Team’s Status Report for 4/25

The most significant risks that could jeopardize the success of this project would be our inability to tune the motor controllers correctly so that they can properly give the right instructions to the motors themselves. We’re currently working on this portion of the project, and once that’s done, we should mostly be done with the project, apart from incorporating the audio component to handle pivoting to the designated actor after the previous actor’s dialogue is completed. Once that is done, we’ll be ready for the TechSpark demo along with the final demo, and we’ll also be able to meet on Thursday with Dr. Dueck and the School of Music for our demo with them for the “Ah Perdona” piece. Apart from that, we will of course also be working on the final report and the final video so that we can submit all of them in time when they are due.

On the audio side, the main tests that we performed were calculating the WER for the ASR system, specifically for the trigger phrases rather than the whole dialogue. We realized that it didn’t make sense to track the whole dialogue by each speaker, rather it would improve processing and accuracy if we only focused on the few words before the next actor’s part began. What we found was that the system was very accurate, with a 7% WER (10% is high-quality) on these trigger phrases, and that the trigger was almost always correctly initiated. However, the fact that it wasn’t perfect concerned us slightly, which is why we included a manual override button in the UI that allowed the director to control the cueing themselves in case the trigger didn’t work. On the tracking side, the main tests we performed were calculating the difference between the ground truth and the predictions by the UI, and we discovered that the accuracy was even better than we expected, allowing us to stick with our current design. On the overall system side, we tested the reliability of the entire system, and we confirmed that the nodes and other components all ran for at least 4 hours, which was what we were hoping for.

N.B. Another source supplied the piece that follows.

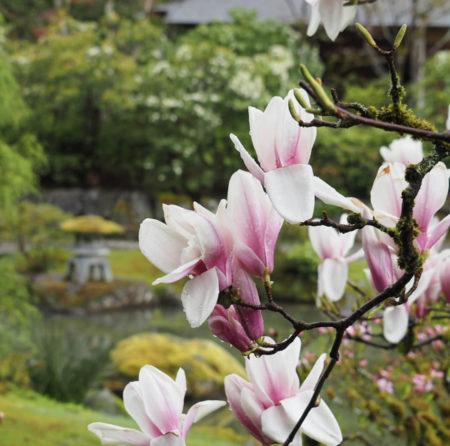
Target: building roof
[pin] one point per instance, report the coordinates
(381, 13)
(193, 12)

Ted’s Status Report for 04/25/2026

This week, I’ve mainly been working on ironing out any small design issues with the physical rail system and tuning/calibrating the motor system. We had an issue where the replacement motor driver for the previously broken motor driver also arrived broken (hooray) but we managed to procure a replacement as fast as possible and am working on tuning right now. I’ve also started working on the poster and final report just to save time, and will hopefully be meeting with our SOM collaborators to record a demo with our working product. The main thing to focus on now is the motor tuning so we can capture accurate video for our video demo and our collaboration. The main concern we have now is finishing our motor movement fine tuning so we can have a presentable project before both demo days. At this point schedule isn’t really relevant, we’re just focusing on getting it done as fast as possible.

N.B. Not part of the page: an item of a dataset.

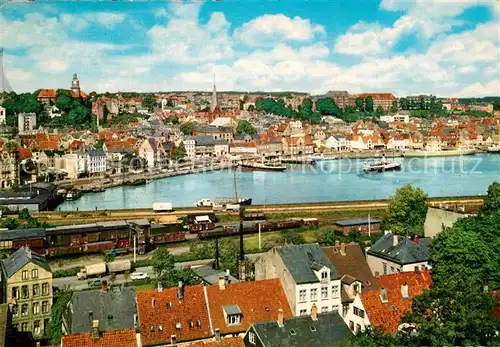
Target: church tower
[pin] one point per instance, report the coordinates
(75, 86)
(213, 103)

Pareekshith’s Status Report for 4/25

This week, I focused mainly on re-testing my speech technology setup to ensure that nothing horrifically wrong had happened or will happen in the next two weeks, and I also met with Dr. Dueck and the School of Music students to troubleshoot our Accomplice setup and the cueing. One good thing is that the software now correctly follows the MIDI keyboard and is able to output cues properly, although I need the exact cue positions so that I can pinpoint exactly where and when our camera needs to turn. I also needed to order a new BLDC motor driver after one of the motor drivers we originally got through the School of Music was faulty, and so we received that today and look to complete the setup and fully integrate. My progress is on schedule, and since my portion is mostly complete (apart from getting the exact cue positions for the “Ah Perdona” piece), I’ll be helping out my team with any other necessary tasks this week as we look to complete the project and demo it at the TechSpark demo as well as at the public demo. I’ll also be working on the poster, the final video, and the final report this week so we won’t be pressed for time as we conclude the semester.

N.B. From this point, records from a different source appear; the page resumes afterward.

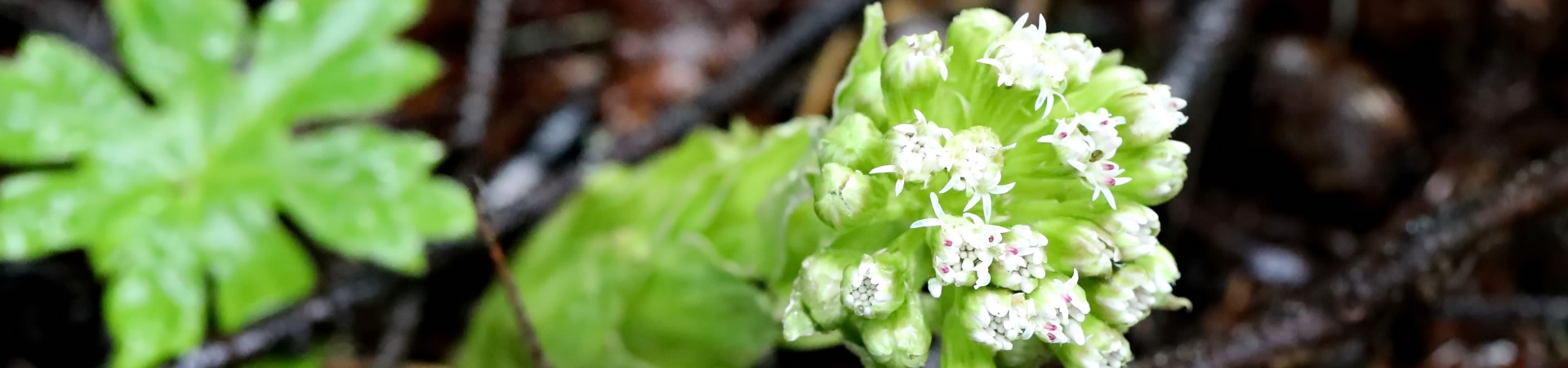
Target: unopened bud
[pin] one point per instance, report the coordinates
(911, 71)
(1137, 288)
(1078, 245)
(1153, 114)
(1133, 230)
(1026, 354)
(845, 197)
(855, 142)
(899, 340)
(872, 288)
(860, 90)
(797, 323)
(1060, 306)
(971, 34)
(1104, 347)
(821, 286)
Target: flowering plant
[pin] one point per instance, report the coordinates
(1019, 168)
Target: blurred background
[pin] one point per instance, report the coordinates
(1319, 128)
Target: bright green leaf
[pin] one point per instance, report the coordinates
(190, 187)
(154, 313)
(179, 49)
(42, 95)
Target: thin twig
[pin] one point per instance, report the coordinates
(1513, 308)
(1355, 293)
(797, 38)
(804, 32)
(400, 329)
(1213, 37)
(474, 110)
(519, 315)
(76, 20)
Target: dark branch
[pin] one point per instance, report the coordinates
(474, 110)
(76, 20)
(1515, 308)
(804, 32)
(1208, 49)
(1355, 293)
(400, 329)
(519, 313)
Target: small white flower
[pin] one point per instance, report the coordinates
(1062, 312)
(978, 167)
(1000, 320)
(918, 151)
(1160, 112)
(1087, 142)
(1104, 175)
(966, 249)
(1024, 59)
(1021, 263)
(1079, 54)
(1136, 228)
(869, 288)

Team Status Report for 04/18/2026

The only obstacle/risk that’s present on the audio side has to do with the opera portion and the different tempos present in one of the pieces. To mitigate this, we’ll have to contact Professor Dannenberg and get his advice on how to deal with the multiple tempos using Accomplice. Apart from that, the only other obstacle is going through the blocking to figure out where the cues need to be set in the .gro file, but we’ll again communicate with Dr. Dueck and her students figured this out. The biggest obstacle regarding the physical tracking system for Autocam seems to be regarding the feedback loop for the rail. Accurately measuring the position of the trucking could be simultaneously affected by slipping belts, added friction, or even a bearing slightly losing contact with the aluminium pipe. These minute changes in variables could cause the system to be inaccurate when measuring the distance traveled across the x-axis. We aim to minimize these risks by consolidating the rail system and fine tuning and physical issues we encounter. Our mitigation methods include rebalancing the physical rail, use locktite for bearing connections, and re-tightening our trucking belt.  We got the trucking part of the Autocam working and live tracking a node this week! Please see our github for more details which we hope and are designing to allow any one in the future to improve upon and create our system with detailed instructions, (GitHub).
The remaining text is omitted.